Клер поманила меня к себе.

— Подойди ко мне, Жан… Скажи, ты несчастлив?

— Я счастлив, вот в чем ужас!

— Наша жизнь, по-твоему, ужасна, — прошептала она ласково.

— Я счастлив только благодаря тебе, говорю это без тени насмешки. Но, видишь ли, у меня есть, что вспомнить, есть с чем сравнить, есть и другие причины, по которым я могу ориентироваться… И вообще мне случайно повезло…

— Наше счастье основано на самых элементарных вещах… В простоте великая сила… недоступная разуму, порождающая счастье. Не спеши жалеть людей будущего. Быть может, им суждено обрести те примитивные фундаментальные радости, которые наше поколение растеряло в пути…

— Человек смертен, они умрут, как и мы! Все в мире хрупко и недолговечно, в первую очередь счастье. Оно как раз и подводит нас к бездне. Нет, уж лучше пусть человечество бедствует!

— У тебя неприятности?

— Нет.

— Не нет, а да. Весь последний год ты чем-то озабочен, я это вижу. Почему ты от меня скрываешь? Трудности с деньгами? Ты недоволен Франком?

— У меня есть некоторые затруднения, но не стоит о них даже и говорить…

— Стоит… Я должна знать… Может быть, тебе нужно поступить на службу?..

— Это ничего не изменит. В течение двадцати пяти лет я трудился не покладая рук. За эти годы я бывал и богат, и беден, независимо от результатов моей работы… Богатство приходило ко мне и уходило. Возможно, оно еще раз уйдет…

— Чего ты опасаешься?

— Ничего. Положение улучшается, а со временем станет совсем хорошим.

— Ну а если это время наступит не скоро, если придется ждать три года, десять лет… Я хочу знать худшее.

— Худшее? Я разорюсь.

— И что ты станешь делать?

— Надеюсь, Пьерко предоставит мне место… К сожалению, я буду уже не молод.

— Место на Борнео?

— На Борнео или еще где-нибудь…

— Ты возьмешь меня с собой?

— Ты согласна поехать?

— Разумеется.

— Тебе не страшно переехать в столь необычный край?

— С тобой мне все равно, где жить, здесь или на Борнео, в богатстве или в бедности.

— Интересно только знать, что там будут выращивать… Если я разорюсь, то разорюсь последним…

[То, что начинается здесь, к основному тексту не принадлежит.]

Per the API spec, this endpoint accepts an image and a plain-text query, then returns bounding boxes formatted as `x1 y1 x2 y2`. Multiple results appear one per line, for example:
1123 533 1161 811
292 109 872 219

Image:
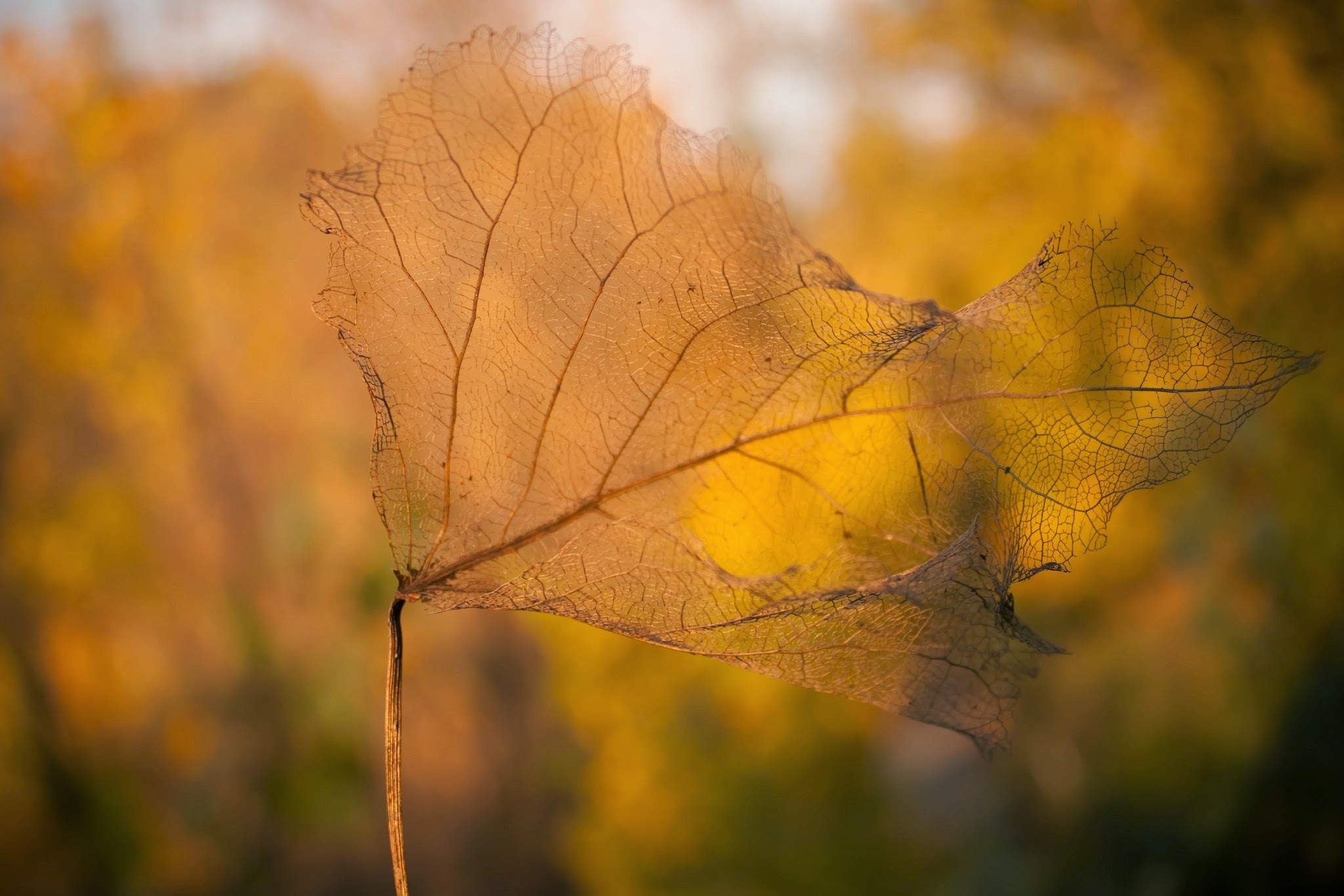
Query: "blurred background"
0 0 1344 895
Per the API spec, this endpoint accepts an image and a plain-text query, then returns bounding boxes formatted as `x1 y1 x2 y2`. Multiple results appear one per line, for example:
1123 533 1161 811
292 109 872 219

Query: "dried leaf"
305 27 1314 750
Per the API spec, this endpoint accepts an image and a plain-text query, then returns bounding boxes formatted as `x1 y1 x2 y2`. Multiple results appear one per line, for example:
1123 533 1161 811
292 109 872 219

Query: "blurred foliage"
0 0 1344 893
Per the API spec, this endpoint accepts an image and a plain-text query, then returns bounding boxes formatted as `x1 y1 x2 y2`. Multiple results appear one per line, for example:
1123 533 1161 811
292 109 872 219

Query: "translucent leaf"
305 27 1314 750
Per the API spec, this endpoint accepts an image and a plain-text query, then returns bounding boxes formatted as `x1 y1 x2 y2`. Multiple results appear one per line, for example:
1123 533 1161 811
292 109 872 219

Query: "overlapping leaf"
305 27 1313 750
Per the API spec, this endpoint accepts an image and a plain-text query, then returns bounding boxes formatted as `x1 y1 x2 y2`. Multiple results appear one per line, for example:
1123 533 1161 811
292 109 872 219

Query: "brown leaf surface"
305 27 1314 750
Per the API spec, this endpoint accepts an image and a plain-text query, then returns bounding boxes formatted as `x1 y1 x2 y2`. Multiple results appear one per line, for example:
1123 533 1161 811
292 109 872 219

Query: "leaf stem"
383 595 408 896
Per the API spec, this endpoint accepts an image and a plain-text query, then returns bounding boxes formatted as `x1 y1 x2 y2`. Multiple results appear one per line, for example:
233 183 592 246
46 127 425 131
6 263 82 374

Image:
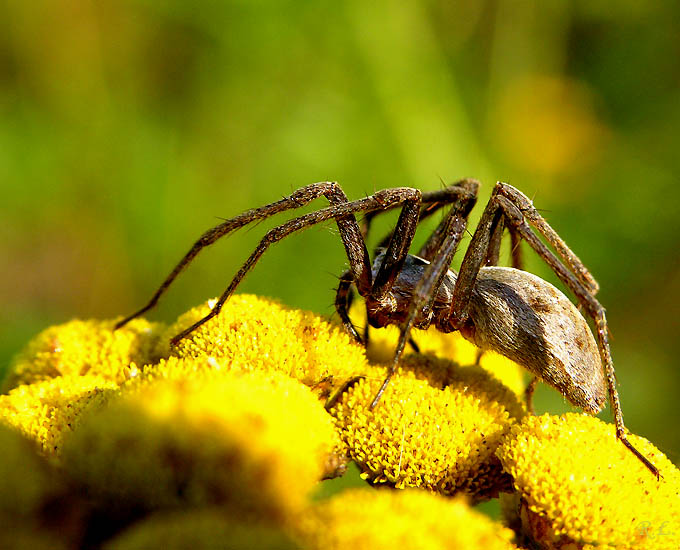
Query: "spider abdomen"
462 267 606 414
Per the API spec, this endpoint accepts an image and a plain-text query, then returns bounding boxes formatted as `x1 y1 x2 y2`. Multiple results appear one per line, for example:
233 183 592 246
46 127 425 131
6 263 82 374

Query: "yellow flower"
0 374 117 458
159 294 366 394
0 425 60 524
63 371 336 519
300 489 515 550
0 425 78 550
103 508 298 550
350 301 526 396
330 355 524 498
498 413 680 550
3 319 161 392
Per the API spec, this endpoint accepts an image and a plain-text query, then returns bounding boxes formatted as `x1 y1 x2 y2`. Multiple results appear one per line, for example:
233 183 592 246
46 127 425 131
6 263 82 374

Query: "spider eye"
459 319 477 344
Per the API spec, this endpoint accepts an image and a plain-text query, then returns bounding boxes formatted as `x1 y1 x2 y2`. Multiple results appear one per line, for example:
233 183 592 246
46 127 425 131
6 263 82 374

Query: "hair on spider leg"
117 179 659 477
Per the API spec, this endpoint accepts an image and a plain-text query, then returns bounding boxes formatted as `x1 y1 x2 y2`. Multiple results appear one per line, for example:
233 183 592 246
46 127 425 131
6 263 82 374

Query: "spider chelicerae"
116 179 659 477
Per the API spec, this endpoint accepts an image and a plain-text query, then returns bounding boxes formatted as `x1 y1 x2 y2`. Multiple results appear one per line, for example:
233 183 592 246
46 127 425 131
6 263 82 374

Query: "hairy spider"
117 179 659 477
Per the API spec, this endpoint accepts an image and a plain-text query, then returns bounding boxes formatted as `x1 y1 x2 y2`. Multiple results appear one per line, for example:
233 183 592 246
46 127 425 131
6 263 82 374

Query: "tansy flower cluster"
0 295 680 550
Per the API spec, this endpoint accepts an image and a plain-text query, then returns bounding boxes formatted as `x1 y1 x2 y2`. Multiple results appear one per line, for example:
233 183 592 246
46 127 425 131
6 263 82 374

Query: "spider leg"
362 178 479 353
452 183 659 478
335 270 368 345
115 182 371 328
371 187 477 409
171 189 420 344
361 178 479 260
524 376 540 414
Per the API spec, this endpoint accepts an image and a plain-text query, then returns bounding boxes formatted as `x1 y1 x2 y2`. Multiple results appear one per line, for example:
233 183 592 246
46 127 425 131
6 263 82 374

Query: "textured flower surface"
301 489 516 550
64 370 336 517
330 355 524 498
498 413 680 550
158 295 367 389
0 374 117 458
3 319 162 392
0 295 680 550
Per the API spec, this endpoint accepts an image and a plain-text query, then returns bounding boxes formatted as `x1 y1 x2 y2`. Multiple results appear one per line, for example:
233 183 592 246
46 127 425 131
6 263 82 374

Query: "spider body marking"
116 179 659 477
366 251 607 414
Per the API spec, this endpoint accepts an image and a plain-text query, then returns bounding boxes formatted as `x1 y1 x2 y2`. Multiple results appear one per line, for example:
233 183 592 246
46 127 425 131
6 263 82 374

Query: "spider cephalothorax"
118 179 659 476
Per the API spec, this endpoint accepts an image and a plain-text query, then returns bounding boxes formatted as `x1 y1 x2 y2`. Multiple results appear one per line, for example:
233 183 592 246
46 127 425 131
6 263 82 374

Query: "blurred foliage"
0 0 680 463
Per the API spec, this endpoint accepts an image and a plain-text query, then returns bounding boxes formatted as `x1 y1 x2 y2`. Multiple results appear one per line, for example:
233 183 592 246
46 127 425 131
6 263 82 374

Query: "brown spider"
116 179 659 477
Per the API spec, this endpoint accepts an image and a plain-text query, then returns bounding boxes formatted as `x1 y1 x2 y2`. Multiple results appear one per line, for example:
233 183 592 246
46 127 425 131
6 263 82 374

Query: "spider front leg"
115 182 371 328
370 185 477 409
451 183 659 477
170 188 420 344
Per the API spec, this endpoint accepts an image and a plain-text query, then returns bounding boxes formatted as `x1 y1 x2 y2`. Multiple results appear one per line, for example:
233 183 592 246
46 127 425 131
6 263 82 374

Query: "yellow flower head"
351 301 526 396
0 425 78 550
497 413 680 550
0 374 117 458
0 425 60 526
63 371 335 518
330 355 524 498
103 508 298 550
159 294 366 391
3 319 161 392
300 489 515 550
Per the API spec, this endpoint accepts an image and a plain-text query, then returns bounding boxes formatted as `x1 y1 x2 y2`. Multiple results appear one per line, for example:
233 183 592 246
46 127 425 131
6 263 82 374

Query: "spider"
116 179 659 478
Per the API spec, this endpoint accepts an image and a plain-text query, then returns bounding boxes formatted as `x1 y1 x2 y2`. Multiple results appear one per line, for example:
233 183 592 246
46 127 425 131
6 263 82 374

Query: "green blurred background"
0 0 680 463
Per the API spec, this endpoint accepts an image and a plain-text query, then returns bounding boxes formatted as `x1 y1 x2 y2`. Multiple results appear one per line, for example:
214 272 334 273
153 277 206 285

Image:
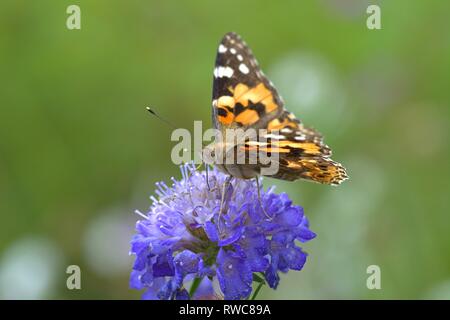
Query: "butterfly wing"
213 32 283 129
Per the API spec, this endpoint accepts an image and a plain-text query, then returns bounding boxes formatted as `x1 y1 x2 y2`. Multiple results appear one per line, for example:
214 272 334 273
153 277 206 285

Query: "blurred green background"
0 0 450 299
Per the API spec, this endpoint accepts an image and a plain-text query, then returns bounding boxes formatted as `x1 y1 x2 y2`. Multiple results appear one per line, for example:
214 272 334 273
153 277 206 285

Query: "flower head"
130 164 315 299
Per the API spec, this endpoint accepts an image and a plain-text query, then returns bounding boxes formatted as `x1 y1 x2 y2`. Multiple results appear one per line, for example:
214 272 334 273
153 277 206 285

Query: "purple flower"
130 164 315 300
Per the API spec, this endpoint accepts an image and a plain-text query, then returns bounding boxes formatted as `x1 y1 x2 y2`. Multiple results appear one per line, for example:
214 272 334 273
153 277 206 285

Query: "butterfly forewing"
212 32 347 185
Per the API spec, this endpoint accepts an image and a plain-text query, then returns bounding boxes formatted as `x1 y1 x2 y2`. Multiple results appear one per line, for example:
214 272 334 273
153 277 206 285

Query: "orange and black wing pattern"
212 33 348 185
212 32 283 129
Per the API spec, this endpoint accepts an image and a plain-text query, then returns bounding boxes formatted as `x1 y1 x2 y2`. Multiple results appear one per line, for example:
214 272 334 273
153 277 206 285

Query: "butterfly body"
209 33 347 185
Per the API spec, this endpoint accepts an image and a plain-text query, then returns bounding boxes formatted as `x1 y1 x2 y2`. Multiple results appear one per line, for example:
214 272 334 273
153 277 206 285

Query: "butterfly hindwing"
213 32 283 129
212 33 347 185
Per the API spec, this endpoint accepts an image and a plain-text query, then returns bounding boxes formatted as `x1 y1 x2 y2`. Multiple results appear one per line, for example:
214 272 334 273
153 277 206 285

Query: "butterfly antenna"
145 107 177 129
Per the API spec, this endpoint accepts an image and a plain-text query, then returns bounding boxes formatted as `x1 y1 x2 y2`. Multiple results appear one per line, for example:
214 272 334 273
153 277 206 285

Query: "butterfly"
207 32 348 185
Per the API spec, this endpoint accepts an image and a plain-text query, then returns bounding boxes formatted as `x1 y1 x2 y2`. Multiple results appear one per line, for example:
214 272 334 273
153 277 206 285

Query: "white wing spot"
214 66 234 78
219 44 227 53
239 63 250 74
264 133 286 140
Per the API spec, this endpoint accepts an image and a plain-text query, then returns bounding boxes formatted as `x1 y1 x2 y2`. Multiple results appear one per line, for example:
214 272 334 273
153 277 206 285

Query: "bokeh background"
0 0 450 299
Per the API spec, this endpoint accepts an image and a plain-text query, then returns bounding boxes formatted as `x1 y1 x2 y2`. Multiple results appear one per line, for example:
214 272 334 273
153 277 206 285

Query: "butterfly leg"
255 177 272 220
205 163 211 191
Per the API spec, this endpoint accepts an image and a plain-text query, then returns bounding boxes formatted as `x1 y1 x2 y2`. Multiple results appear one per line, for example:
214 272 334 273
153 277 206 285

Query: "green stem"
189 278 202 299
250 282 264 300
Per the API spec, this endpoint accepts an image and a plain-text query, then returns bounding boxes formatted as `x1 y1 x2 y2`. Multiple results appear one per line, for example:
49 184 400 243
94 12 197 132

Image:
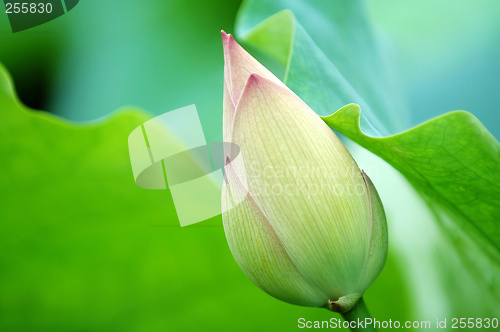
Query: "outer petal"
221 31 286 141
222 161 327 307
232 75 371 301
358 172 388 291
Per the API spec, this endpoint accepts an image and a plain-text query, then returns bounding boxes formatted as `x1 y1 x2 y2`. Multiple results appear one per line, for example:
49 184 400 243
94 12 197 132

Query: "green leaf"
0 65 352 331
237 0 406 135
323 104 500 256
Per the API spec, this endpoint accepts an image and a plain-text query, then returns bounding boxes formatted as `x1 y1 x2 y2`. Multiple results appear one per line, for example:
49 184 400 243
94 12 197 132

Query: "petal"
232 75 371 300
358 172 388 290
222 164 328 307
221 31 285 105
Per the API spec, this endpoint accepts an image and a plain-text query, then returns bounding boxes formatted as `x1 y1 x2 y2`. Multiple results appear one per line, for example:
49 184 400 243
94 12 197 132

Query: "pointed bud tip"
220 30 234 45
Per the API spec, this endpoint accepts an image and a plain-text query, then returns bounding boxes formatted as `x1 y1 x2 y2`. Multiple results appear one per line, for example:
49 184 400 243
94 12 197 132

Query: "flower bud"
222 32 387 312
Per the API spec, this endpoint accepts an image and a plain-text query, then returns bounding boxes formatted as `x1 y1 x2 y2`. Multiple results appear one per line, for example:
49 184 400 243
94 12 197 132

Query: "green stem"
342 298 377 332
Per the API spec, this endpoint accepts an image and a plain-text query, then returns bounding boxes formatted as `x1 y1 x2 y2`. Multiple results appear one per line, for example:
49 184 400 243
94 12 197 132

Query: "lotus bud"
222 32 387 312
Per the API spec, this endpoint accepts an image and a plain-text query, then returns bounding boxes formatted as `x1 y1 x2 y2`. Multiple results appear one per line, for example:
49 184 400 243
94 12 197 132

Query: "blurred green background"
0 0 500 331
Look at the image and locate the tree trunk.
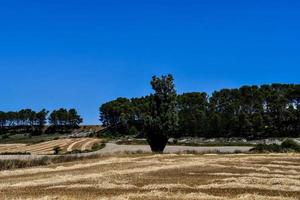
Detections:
[147,134,168,153]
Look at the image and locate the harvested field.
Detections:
[0,154,300,200]
[0,138,101,155]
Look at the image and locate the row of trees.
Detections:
[100,79,300,139]
[0,108,82,133]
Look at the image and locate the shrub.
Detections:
[2,134,9,140]
[250,139,300,153]
[128,126,139,135]
[281,139,300,151]
[53,146,62,155]
[92,142,106,151]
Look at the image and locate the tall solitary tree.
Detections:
[144,75,178,152]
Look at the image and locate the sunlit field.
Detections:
[0,138,101,155]
[0,154,300,200]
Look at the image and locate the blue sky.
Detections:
[0,0,300,124]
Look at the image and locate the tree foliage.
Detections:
[144,75,178,152]
[0,108,82,135]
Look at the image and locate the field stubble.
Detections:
[0,154,300,200]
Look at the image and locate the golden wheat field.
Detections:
[0,154,300,200]
[0,138,101,155]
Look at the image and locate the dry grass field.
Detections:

— Почему ты называешь эти места необычными?

— Там жарко.

— Там вредный климат?

— Да нет. Я знавал англичанок, которые прекрасно его переносили… Худые женщины…

— Тамошний климат вреден для детей?

— Почему ты спрашиваешь?

— Если бы у нас был ребенок, мы могли бы взять его с собой?

— Я предпочитал брать на работу неженатых, именно из-за детей. В семье всегда кто-нибудь да потянет назад во Францию. Я бы не советовал ехать туда с детьми. У нас их нет…

— Ты считаешь, я уже не могу иметь ребенка?

— Почему не можешь? Но ты, кажется, не собираешься стать матерью.

Клер замолчала, а я продолжал ее слушать: иное молчание слышишь глазами, всем существом.

Я не хотел, чтоб у Клер был ребенок, моя любовь замыкалась на ней самой. Ребенок — это риск, помеха, разочарование. Искренне ли я так чувствовал? Было ли это ощущение пережитком того присущего моей натуре страха перед жизнью, от которого я, к счастью, избавился? Или же я думал так по привычке, приобретенной в те годы, когда мы не должны были иметь детей? Трудно сказать, но самая мысль о материнстве Клер приводила меня в ужас. Я был благодарен природе за то, что она до сих пор этому противилась.

Свои опасения, свое нежелание иметь детей я никогда не высказывал Клер, дабы не ущемлять то, что было для нее законной, органической потребностью и предназначением, делавшим ее в моих глазах еще трогательней, подлинней, человечней.